Results showed that soil properties such as soil gradation, moisture content, and soil strength measured by a geogauge and averaged cone penetrometer for 0–6” and 0–12” (CP06 and CP12) can be estimated remotely. Deep learning provides the best models for estimating terrain characteristics compared to machine learning. It is shown that this method can produce much finer spatial resolution coverage than traditional geospatial point-based interpolation approaches and yield a higher prediction accuracy. Predictions maps can be used to generate threshold-based Go / No Go maps using a vehicle cone index or as a cost map for vehicle performance.

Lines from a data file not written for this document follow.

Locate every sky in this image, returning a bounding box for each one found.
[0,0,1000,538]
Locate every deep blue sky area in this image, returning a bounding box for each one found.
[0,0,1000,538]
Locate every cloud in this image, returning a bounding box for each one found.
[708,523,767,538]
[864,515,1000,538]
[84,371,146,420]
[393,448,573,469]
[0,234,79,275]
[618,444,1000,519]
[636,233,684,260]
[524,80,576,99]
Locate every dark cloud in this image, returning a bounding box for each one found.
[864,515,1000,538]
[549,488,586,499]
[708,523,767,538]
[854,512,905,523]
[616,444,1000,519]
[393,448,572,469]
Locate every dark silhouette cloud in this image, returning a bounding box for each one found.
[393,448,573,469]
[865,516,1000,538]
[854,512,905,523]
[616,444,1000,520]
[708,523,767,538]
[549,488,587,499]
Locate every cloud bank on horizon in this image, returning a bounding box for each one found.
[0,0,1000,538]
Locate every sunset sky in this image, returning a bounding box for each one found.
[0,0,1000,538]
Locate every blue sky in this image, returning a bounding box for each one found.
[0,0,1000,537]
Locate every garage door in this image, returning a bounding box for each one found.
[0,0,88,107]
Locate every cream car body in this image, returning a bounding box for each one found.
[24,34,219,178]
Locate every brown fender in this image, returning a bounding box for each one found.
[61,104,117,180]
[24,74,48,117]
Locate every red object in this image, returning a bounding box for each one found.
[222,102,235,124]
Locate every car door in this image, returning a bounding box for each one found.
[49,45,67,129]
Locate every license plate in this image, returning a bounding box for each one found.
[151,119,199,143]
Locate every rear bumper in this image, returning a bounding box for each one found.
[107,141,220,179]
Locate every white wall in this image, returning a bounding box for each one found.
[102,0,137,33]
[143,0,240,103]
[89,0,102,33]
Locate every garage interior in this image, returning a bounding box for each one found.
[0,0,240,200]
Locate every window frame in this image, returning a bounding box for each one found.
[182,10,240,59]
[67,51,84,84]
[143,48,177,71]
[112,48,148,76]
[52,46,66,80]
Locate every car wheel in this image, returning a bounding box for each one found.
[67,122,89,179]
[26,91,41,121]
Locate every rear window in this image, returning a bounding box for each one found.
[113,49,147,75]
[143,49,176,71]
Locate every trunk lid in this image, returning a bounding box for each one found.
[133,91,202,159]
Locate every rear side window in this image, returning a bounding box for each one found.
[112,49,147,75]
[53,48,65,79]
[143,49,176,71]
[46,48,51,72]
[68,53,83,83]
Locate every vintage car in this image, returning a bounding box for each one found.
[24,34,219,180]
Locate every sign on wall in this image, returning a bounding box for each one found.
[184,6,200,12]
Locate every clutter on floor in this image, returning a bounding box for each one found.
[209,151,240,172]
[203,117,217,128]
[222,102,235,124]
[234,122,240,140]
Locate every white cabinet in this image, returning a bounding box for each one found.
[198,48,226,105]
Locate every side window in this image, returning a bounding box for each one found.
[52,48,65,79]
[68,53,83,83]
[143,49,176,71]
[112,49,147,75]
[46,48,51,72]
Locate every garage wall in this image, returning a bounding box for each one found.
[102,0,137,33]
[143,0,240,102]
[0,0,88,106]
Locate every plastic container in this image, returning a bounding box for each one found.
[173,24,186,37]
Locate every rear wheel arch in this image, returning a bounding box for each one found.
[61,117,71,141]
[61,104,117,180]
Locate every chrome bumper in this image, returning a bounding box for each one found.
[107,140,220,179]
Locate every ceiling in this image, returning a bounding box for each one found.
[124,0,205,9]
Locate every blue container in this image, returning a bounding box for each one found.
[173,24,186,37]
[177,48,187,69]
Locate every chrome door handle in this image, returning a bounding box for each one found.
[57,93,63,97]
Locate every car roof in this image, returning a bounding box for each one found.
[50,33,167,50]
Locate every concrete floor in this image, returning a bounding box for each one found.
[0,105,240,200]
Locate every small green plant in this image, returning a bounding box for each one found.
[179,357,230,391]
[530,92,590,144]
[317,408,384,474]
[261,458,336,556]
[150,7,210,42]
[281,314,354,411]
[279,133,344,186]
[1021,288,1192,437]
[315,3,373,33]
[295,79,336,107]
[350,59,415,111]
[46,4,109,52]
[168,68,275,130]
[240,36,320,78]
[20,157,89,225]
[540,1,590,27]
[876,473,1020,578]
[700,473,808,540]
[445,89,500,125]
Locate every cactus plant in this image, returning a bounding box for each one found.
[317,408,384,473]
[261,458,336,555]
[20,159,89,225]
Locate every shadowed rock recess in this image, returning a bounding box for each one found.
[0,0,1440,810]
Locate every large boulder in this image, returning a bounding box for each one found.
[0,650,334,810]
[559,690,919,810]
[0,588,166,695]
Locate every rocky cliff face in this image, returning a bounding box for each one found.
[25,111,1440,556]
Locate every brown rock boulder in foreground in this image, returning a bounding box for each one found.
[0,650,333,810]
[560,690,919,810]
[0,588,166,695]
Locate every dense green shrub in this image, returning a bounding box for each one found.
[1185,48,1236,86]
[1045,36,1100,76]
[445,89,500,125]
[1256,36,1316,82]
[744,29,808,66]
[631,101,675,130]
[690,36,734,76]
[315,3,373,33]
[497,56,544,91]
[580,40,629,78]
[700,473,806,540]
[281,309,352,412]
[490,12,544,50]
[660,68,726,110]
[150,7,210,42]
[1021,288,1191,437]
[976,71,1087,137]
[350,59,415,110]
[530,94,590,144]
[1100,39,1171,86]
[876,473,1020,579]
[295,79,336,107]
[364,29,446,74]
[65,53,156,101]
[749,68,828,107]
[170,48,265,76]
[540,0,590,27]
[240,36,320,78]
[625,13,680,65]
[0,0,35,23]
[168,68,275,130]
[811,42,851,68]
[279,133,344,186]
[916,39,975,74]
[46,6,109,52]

A Polaris MRZR vehicle was used to test the application of these prediction maps for mobility purposes, and correlations were observed between the CP06 and rear wheel slip and CP12 and vehicle speed.

This study demonstrates the potential of using remote sensing data for more rapid and finer spatial resolution predictions of terrain properties with higher accuracies compared to traditional in situ mapping methods implementing machine and deep learning algorithms. The remote sensing approach allows the generation of Go/No Go and vehicle cost maps and, most importantly, provides a safe alternative to keep soldiers out of harm’s way.